The drills were funded through a federal Homeland Security grant administered by the Maine Emergency Management Agency. In the first phase, six Portland officers traveled to Louisiana State University to get the latest in tactical training and learn how to train others.

They then brought that knowledge back to Portland so that every officer in the department could undergo training.

Sauschuck said the need for every officer o be trained reflects changes in how police respond to situations where a gunman is shooting people. Police practice used to be that the first officers to arrive would block off a perimeter and wait for specialists, such as a special reaction team.

Then, after the Columbine High School massacre in Colorado in 1999, police realized it was more important to get officers into the building quickly. Now, the first two officers on the scene are supposed to enter the building – or wherever the shooting is occurring – and try to address the threat, Sauschuck said.

Training on Tuesday featured officers wearing black protective hoods with visors who first smashed through a locked metal door and cut a chain to get through. That exercise was drawn specifically from the 2007 Virginia Tech shooting rampage, in which the gunman used chains to lock the exterior doors of a building, Sauschuck said.

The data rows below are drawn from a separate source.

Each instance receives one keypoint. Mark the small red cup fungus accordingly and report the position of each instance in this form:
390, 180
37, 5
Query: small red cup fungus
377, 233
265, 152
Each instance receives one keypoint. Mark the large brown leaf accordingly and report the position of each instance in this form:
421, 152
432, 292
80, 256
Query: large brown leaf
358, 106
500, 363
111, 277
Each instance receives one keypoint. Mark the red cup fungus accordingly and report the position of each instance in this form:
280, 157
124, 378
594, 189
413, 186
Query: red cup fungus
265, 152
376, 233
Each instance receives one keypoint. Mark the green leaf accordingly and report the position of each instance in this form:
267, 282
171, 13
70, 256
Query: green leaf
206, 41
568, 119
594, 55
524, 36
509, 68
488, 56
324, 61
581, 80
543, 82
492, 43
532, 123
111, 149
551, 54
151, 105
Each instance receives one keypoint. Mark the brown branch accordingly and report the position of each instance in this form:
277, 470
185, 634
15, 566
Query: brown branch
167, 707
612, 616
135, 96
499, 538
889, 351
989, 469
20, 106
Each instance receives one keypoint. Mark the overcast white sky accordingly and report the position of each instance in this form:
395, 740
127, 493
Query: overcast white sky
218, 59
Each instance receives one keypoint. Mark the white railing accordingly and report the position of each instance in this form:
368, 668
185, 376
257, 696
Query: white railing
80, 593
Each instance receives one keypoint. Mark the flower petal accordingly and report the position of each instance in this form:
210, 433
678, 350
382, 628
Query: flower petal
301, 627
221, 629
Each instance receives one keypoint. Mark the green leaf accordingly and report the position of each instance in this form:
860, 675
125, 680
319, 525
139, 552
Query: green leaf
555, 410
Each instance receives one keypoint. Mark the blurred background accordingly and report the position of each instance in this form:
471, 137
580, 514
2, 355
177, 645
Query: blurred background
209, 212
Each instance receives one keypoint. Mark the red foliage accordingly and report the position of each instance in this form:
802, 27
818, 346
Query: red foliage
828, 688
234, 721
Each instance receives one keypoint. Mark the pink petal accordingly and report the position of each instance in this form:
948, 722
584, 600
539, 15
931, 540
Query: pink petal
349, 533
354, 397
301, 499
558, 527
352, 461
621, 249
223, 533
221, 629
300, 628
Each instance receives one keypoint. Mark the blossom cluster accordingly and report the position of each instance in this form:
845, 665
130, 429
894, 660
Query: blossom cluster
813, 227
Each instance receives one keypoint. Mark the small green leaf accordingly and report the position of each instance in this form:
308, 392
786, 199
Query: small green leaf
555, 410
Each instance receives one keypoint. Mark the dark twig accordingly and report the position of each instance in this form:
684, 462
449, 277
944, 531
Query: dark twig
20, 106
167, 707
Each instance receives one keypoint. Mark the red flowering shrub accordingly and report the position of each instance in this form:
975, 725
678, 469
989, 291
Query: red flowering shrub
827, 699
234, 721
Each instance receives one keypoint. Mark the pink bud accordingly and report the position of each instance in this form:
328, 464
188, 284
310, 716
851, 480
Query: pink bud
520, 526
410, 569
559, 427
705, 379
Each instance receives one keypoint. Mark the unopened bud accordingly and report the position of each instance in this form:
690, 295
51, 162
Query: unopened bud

Officers then charged upstairs where an instructor screamed that there were people being shot down the hall. A smoke machine made it hard to see and an audio track played the loud reports of simulated gunfire and blood-curdling screams.

When officers identified a suspect, they fired an artificial ammunition that, like paintballs, left a mark. Instructors could then critique not only the response but the shooting decisions and accuracy under stress.

The training for each of the 150 officers consisted of five hours in the classroom and 10 hours of training exercises.

Sauschuck said officers will train for such situations, but civilians should also know what to do: run, hide, fight.

If someone is shooting, people should run if they can. If not, find a safe place to hide if that is possible, locking doors and turning cell phone ringers off.

If they can’t run or hide, or they’re discovered, “you fight for your life,” Sauschuck said.